The conical mounds are called murundus by locals, and each one is about twice the height of an adult human, with a diameter of about 35 feet. They’re spaced about 65 feet apart.
Though termites are known to build impressive above-ground houses capable of reaching 10 feet in height, these are not houses. They’re essentially dirt piles, discarded earth from 4,000 years of continuous tunnel digging that’s still ongoing.
Finished mounds have no internal structure to speak of, though piles that are still growing have a single central tunnel of about 10 cm in diameter leading into the ground.
The insects’ vast underground network of tunnels — each tunnel about 10 cm in diameter — and narrow, horizontal galleries filled with beds of dead leaves for brood, are never exposed to the air outside. When termites venture up to the surface and out to get some decaying leaves to eat, they travel in 10–50-member groups. The foraging party emerges via thin, temporary passageways of about 8 mm that are immediately resealed after use.

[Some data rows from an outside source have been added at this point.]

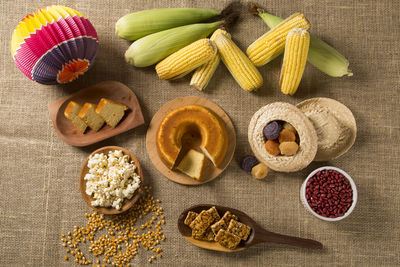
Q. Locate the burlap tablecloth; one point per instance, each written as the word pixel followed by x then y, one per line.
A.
pixel 39 195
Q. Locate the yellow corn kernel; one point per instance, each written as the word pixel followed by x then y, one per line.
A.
pixel 294 60
pixel 238 64
pixel 186 59
pixel 203 74
pixel 272 43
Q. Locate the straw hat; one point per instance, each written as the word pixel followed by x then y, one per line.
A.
pixel 291 114
pixel 335 126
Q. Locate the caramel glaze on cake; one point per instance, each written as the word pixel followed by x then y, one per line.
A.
pixel 192 118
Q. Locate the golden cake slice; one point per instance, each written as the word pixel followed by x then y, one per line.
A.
pixel 111 112
pixel 90 117
pixel 192 164
pixel 192 118
pixel 71 113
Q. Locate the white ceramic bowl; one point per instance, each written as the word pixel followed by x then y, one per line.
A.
pixel 307 206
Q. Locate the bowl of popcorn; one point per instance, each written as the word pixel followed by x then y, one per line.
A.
pixel 282 137
pixel 111 180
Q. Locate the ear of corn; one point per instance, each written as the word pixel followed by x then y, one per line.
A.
pixel 157 46
pixel 138 24
pixel 238 64
pixel 186 59
pixel 294 60
pixel 202 76
pixel 323 56
pixel 271 44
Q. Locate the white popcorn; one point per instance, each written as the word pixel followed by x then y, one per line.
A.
pixel 111 179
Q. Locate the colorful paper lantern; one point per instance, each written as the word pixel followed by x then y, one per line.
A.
pixel 54 45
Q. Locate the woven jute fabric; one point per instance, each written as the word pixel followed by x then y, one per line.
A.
pixel 39 194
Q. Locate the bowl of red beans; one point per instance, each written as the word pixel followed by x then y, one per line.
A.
pixel 329 193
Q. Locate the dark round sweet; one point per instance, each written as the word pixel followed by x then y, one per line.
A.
pixel 272 130
pixel 248 163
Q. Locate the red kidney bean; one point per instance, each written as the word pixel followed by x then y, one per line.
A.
pixel 329 193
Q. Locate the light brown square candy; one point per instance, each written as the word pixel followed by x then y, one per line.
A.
pixel 214 213
pixel 201 223
pixel 221 224
pixel 227 239
pixel 239 229
pixel 208 235
pixel 190 217
pixel 228 216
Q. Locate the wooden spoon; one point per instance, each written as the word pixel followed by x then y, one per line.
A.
pixel 128 203
pixel 257 235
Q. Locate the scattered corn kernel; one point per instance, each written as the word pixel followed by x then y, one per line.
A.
pixel 109 244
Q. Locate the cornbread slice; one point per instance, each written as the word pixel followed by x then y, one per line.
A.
pixel 90 117
pixel 239 229
pixel 192 164
pixel 224 222
pixel 71 113
pixel 201 223
pixel 111 112
pixel 227 239
pixel 190 217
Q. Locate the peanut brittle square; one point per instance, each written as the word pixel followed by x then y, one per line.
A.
pixel 208 235
pixel 223 223
pixel 200 224
pixel 190 217
pixel 214 213
pixel 239 229
pixel 227 239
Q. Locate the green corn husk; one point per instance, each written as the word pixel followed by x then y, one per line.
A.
pixel 157 46
pixel 323 56
pixel 138 24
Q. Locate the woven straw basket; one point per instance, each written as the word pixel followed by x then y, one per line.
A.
pixel 326 129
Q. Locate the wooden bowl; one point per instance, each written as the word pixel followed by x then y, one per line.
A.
pixel 112 90
pixel 210 172
pixel 128 203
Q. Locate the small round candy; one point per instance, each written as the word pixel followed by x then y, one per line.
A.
pixel 259 171
pixel 272 130
pixel 248 163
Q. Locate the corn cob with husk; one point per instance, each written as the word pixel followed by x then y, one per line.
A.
pixel 323 56
pixel 271 44
pixel 187 59
pixel 238 64
pixel 139 24
pixel 202 76
pixel 157 46
pixel 294 60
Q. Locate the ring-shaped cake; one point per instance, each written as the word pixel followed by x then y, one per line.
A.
pixel 192 118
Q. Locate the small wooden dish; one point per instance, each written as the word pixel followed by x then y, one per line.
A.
pixel 210 172
pixel 128 203
pixel 112 90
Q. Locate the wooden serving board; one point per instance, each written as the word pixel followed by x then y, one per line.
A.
pixel 112 90
pixel 210 172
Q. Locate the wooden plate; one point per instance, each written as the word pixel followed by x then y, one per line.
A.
pixel 128 203
pixel 210 172
pixel 112 90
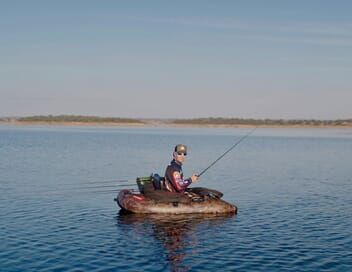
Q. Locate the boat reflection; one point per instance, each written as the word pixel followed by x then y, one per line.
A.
pixel 178 233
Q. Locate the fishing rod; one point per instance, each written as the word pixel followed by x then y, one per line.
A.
pixel 227 151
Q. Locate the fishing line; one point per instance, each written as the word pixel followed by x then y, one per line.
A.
pixel 227 151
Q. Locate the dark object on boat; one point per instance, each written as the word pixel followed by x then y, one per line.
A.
pixel 152 198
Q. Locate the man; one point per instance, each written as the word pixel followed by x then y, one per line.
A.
pixel 174 181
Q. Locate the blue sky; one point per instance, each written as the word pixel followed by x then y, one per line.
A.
pixel 177 59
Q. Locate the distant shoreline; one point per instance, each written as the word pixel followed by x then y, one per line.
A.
pixel 89 121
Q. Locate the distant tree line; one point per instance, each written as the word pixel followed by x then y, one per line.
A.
pixel 258 122
pixel 77 118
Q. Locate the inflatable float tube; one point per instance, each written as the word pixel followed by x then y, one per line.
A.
pixel 134 202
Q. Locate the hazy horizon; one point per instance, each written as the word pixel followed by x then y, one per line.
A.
pixel 184 59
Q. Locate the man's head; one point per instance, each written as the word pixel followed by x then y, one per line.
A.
pixel 180 152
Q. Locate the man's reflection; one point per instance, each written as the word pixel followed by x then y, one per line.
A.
pixel 177 233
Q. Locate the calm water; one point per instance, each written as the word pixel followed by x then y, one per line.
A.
pixel 293 188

To learn just how long S. dirus has been at this, the researchers collected soil samples from the centers of 11 mounds. Bathing the samples blue or green light to release ionizing radiation from mineral grains allowed them to roughly deduce the last time they’d been exposed to the sun. Optically-stimulated luminescence analysis produced the 4,000 year estimate.
(Martin, et al)
Those amazing insects
Entymologist Stephen Martin of University of Salford, the other co-leader of the research, says the group of mounds “represents one of the biggest structures built by a single insect species.” He concludes, “It’s incredible that in this day and age you can find an ‘unknown’ biological wonder of this sheer size and age still existing with the occupants still present.”